Sinto o toque do avião no solo e ele se aproxima do bonito, novíssimo terminal internacional do Cairo. Assim que é permitido, solto o cinto de segurança e me levanto da poltrona. Estico a coluna e retiro as malas do compartimento. De pé, no corredor, aguardo com calma – se assim posso chamar este inexorável momento de inquietude – que a gente à minha frente comece sua marcha à saída do avião. Giro o corpo no próprio eixo e aceno para meus companheiros de viagem; recebo os seus de volta. As portas se abrem e meu corpo ainda pesado começa a empurrar a mala de rodinhas. Colados uns aos outros, todos buscam com urgência a mesma porta, a saída para o alívio, pois cruzá-la significa pôr fim ao “aborrecimento” de voar. Me despeço dos comissários de bordo como se o fizesse do avião, e logo à saída encontramos nosso receptivo para nos ajudar com as formalidades do aeroporto. Decorreram sem qualquer intercorrência, devo dizer. Ponto para o Egito. Do desembarque aos vistos, do recolhimento das malas à passagem pela fiscalização da Alfândega, eventos que embora já nos fossem bastante familiares, foram aqui luxuosamente auxiliados pelo homem da operadora local que contratamos. Um belo visto de papel-moeda colado no passaporte selou nossa entrada no país.
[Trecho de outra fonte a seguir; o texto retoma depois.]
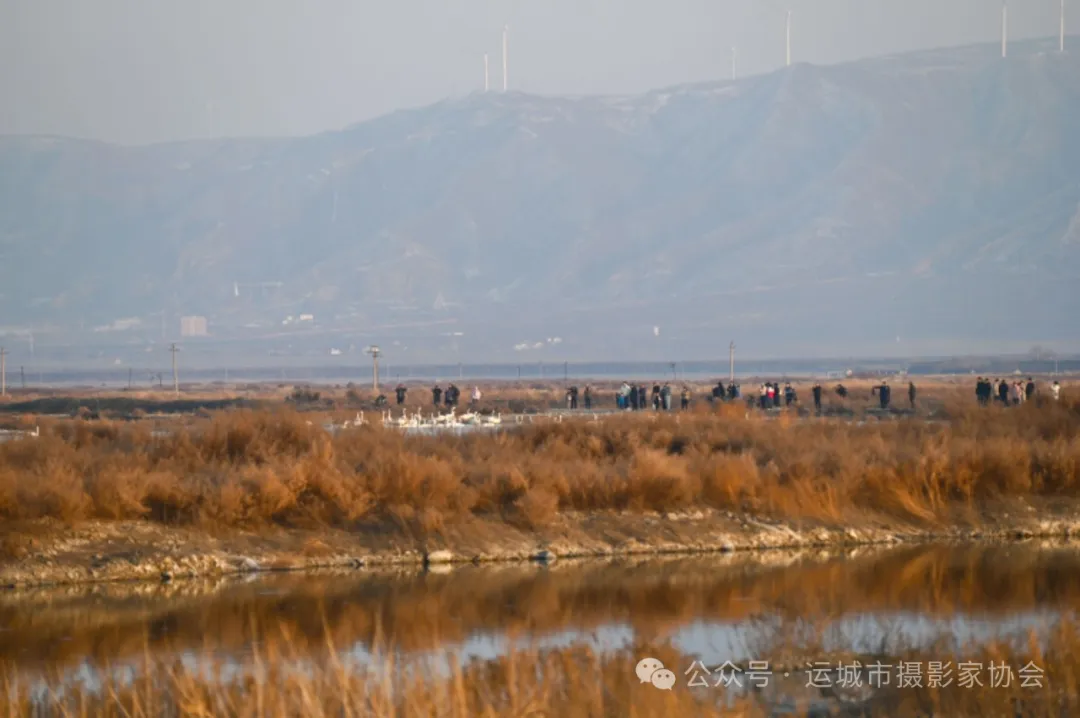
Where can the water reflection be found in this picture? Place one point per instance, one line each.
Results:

E cartões SIM para celulares comprados no saguão do aeroporto encerraram nossa relação com o lugar.

Já no hotel, situado no centro do Cairo e nas proximidades da Praça Tahrir – não particularmente próximo das Pirâmides de Gizé, lugar de preferência de nove entre dez turistas – mas escolha consciente e ponderada devido ao fato de que a maior parte das atrações que visitaríamos no Cairo estavam bem mais próximas do centro da cidade do que das pirâmides, e que os deslocamentos entre Gizé e o centro da cidade costumam tomar muito tempo útil do turista.
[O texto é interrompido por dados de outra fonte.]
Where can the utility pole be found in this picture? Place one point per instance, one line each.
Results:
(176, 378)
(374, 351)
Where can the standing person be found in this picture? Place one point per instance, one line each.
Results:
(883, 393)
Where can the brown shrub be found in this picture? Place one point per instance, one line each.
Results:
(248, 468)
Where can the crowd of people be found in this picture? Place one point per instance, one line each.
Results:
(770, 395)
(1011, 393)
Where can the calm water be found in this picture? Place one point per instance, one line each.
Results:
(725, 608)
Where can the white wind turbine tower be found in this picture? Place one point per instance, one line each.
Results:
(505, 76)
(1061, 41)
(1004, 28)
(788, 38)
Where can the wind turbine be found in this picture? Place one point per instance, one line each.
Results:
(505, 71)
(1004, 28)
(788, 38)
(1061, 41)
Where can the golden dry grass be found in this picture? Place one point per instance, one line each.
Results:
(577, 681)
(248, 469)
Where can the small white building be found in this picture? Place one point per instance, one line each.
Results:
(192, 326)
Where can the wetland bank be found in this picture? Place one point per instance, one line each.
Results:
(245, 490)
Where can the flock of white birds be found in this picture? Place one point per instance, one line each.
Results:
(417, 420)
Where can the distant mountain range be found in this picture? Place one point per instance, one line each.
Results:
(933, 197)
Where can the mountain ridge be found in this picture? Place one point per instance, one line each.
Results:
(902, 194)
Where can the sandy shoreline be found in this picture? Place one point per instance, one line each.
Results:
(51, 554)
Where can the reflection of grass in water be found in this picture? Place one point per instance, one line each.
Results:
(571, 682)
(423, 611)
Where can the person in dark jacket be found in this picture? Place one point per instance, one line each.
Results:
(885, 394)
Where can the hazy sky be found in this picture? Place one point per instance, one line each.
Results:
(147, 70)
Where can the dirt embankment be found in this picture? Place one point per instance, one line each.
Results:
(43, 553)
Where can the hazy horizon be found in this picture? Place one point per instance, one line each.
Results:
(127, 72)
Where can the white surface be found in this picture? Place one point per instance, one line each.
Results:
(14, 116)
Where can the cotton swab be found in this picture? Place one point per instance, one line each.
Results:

O gentil profissional despediu-se após preceder ao nosso check-in, compartilhar sua gratidão por nossa visita e combinar para as 12 horas da mesma manhã o encontro com nosso guia no lobby do hotel, e então subimos às nossas habitações no trigésimo andar. Vista daquela altura, de madrugada a capital do Egito é bem iluminada. O belo, amplo panorama aéreo defronte ao Rio Nilo confiro numa olhada rápida através da janela do hotelão, cuja vista instigante estimula a imaginá-la depois do Sol nascer. Sinto um breve, mas delicioso gosto de Oriente, contudo, deixo de admirar a paisagem porque a meta é dormir pelo menos de cinco a seis horas – entre as quatro e as nove ou dez da manhã – a fim de completarmos o tanque do nosso bom estado físico e mental.
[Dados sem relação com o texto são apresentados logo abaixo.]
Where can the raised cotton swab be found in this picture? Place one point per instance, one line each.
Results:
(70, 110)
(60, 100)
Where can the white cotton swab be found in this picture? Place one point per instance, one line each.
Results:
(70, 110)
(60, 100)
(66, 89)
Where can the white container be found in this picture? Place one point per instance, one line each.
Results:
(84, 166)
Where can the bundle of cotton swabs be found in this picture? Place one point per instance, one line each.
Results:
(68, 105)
A Lua é Nova. Não é Crescente nem Meia, é Nova. O céu é escuro e toda a noite cabe no meu quarto, mas logo o Sol virá e fecho as janelas e cortinas para evitar sua inconveniência àquela altura. Vou à porta e penduro o do not disturb na massaneta e vamos para onde planejávamos desde que saímos: à cama.

Não é incomum que nessas horas em que repouso a cabeça sobre o travesseiro uma canção soe na minha mente. Nesta madrugada, são notas e versos que cantarolou: And I think to myself what a wonderful world…

Penso no mundo e no quanto ele é maravilhoso. Me sinto bem com o privilégio que é poder viajar e fico imaginando o que veremos lá fora, imagens que sem saber habitariam meus sonhos. Logo adormeço “pregado” à cama. Daqui a pouco eu volto para contar o dia.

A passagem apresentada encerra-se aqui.